Spike in sex addicts linked to Covid pandemic

Sex addiction specialist Lisa Taylor, and her husband Michael, himself a recovering sex addict...

Sex addiction specialist Lisa Taylor, and her husband Michael, himself a recovering sex addict share their story. Photo: Sylvie Whinray

For eight years Michael Taylor lied to his wife about having a sex addiction.”I hid it until I couldn’t hide it any longer,” Taylor told the Herald on Sunday.

The now 50-year-old Whangārei father was addicted to porn, and despite promising his wife he would stop viewing the material, he was “hooked”.

“I felt so much shame and fear about losing my family.”

Now Taylor wants to break down the stigma of sex addiction – which experts say is a rising problem, with counsellors inundated with clients seeking treatment since the Covid pandemic last year.

Taylor’s sex addiction first became a problem when he was 29-years-old and was dating his now wife, Lisa, in Canada.

He said he was looking at pornography four times a week for two hours at a time. Experts say porn is a driving force behind the rise in addiction.

“At first I didn’t realise it could be an addiction but I told Lisa about it and she wouldn’t tolerate it at all so I said, ‘That’s fine, I won’t do it anymore’,” he said.

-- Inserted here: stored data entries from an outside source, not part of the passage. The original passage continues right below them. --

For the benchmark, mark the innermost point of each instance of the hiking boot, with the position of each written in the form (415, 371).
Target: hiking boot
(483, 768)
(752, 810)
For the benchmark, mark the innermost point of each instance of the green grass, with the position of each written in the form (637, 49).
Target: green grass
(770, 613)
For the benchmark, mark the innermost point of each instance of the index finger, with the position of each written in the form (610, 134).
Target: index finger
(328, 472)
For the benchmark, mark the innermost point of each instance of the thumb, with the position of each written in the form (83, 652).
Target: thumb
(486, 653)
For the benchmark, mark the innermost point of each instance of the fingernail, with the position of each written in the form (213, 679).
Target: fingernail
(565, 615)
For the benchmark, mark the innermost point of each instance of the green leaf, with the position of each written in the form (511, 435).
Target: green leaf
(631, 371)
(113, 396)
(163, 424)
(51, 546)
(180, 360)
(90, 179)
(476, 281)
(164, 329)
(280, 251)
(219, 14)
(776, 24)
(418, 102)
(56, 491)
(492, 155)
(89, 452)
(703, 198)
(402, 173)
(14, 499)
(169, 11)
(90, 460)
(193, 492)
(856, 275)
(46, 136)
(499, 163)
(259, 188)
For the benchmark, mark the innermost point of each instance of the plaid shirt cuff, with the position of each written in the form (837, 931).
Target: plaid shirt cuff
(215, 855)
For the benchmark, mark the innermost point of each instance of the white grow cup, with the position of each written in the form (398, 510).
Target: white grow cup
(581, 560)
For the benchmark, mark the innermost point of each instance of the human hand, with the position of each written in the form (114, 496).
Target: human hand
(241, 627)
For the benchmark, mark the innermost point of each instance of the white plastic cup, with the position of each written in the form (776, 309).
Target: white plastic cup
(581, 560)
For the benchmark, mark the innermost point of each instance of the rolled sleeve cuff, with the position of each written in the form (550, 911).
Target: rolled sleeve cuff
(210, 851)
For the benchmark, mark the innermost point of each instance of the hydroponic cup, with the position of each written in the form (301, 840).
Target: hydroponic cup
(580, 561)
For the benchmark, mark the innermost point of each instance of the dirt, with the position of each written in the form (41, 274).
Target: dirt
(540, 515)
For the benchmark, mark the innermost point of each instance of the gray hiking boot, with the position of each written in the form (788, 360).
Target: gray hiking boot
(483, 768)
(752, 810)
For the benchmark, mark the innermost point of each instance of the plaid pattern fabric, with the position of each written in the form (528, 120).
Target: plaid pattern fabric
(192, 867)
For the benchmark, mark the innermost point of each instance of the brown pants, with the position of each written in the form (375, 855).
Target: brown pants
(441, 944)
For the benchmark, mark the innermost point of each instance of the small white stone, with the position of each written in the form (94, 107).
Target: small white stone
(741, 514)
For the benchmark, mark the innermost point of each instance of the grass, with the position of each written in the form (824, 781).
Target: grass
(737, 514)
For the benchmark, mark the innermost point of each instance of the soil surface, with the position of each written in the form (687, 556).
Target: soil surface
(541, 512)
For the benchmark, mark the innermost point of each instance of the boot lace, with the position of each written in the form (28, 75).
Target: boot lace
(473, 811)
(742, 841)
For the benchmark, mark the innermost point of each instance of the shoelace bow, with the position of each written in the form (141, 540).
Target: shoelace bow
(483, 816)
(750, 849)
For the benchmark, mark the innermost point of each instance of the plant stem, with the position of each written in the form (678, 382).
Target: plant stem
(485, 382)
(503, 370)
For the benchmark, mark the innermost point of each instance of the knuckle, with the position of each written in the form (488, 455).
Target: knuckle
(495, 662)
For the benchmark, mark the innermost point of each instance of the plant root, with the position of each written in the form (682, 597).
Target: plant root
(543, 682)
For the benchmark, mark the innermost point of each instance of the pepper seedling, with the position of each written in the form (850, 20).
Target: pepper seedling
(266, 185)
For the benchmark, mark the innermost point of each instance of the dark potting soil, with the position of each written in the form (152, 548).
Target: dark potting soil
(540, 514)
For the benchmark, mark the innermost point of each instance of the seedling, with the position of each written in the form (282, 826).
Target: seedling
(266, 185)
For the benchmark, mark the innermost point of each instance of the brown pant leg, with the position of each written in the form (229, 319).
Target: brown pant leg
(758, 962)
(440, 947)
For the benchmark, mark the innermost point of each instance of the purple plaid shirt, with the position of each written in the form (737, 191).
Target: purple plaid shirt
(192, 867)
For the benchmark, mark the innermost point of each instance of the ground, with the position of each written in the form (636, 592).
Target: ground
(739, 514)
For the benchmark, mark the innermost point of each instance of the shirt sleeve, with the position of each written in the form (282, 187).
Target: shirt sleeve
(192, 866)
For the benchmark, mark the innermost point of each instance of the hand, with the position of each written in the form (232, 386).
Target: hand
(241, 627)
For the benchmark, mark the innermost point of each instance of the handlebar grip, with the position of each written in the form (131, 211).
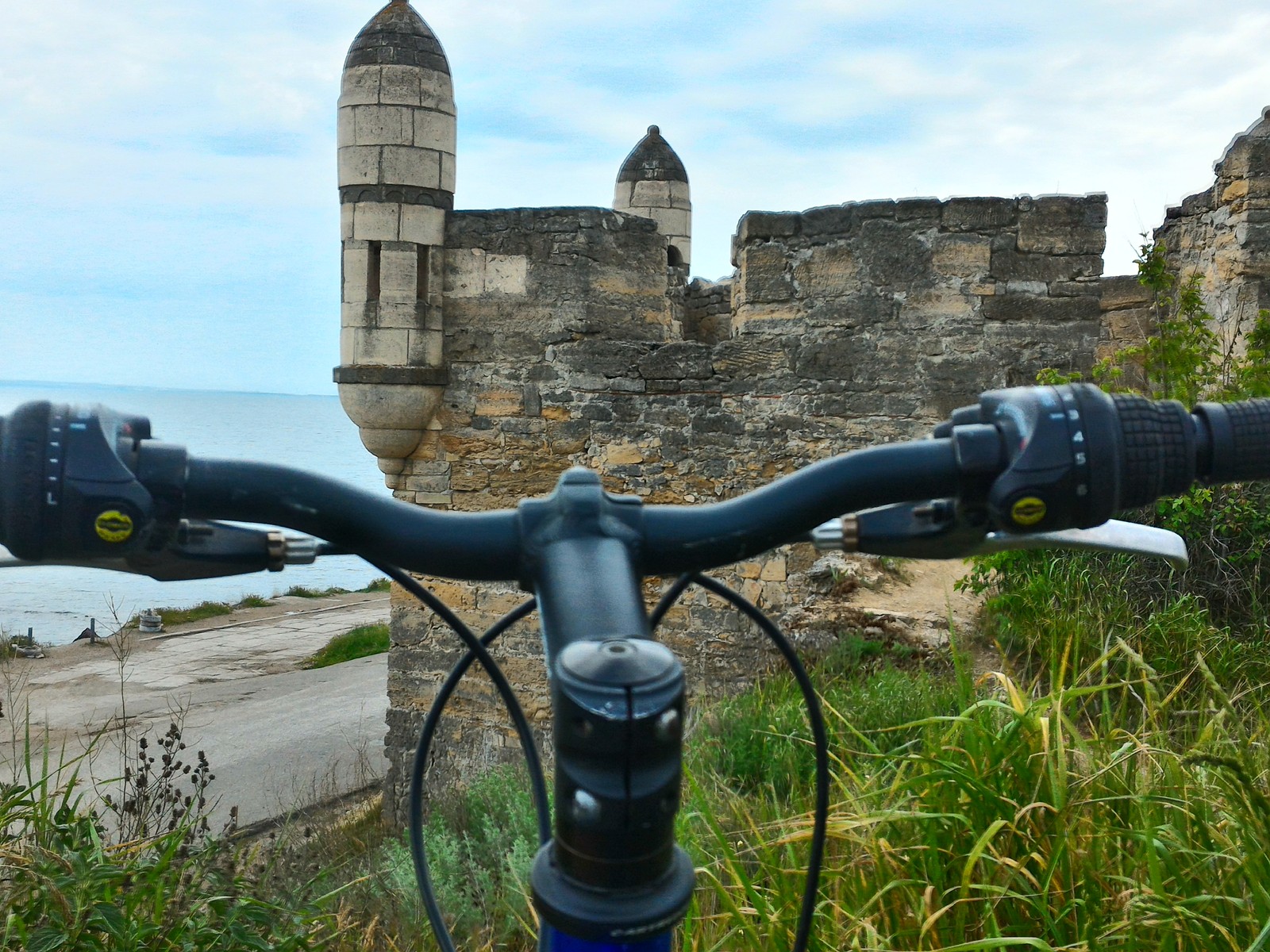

Sex addiction was a deal-breaker for Lisa because she had grown up with her own father battling it, she said.

“For me it meant affairs, betrayal and domestic violence and I didn’t want that,” she said.

But as much as Taylor wanted to stop, he couldn’t and instead kept it to himself for more than eight years into their marriage.

“I hated it but I was hooked on it… it was like I was a split person,” he said.

Three times during their marriage Lisa asked him if he was still watching porn and it wasn’t until the third time he decided to come clean.

“I literally walked away and cried for three hours,” she told the Herald.

“I felt like it was the end of our relationship and that was a big deal. We had a 7-year-old daughter together.”

Lisa was ready to end their marriage but then Michael insisted he was seeing a specialist and was determined to overcome his addiction.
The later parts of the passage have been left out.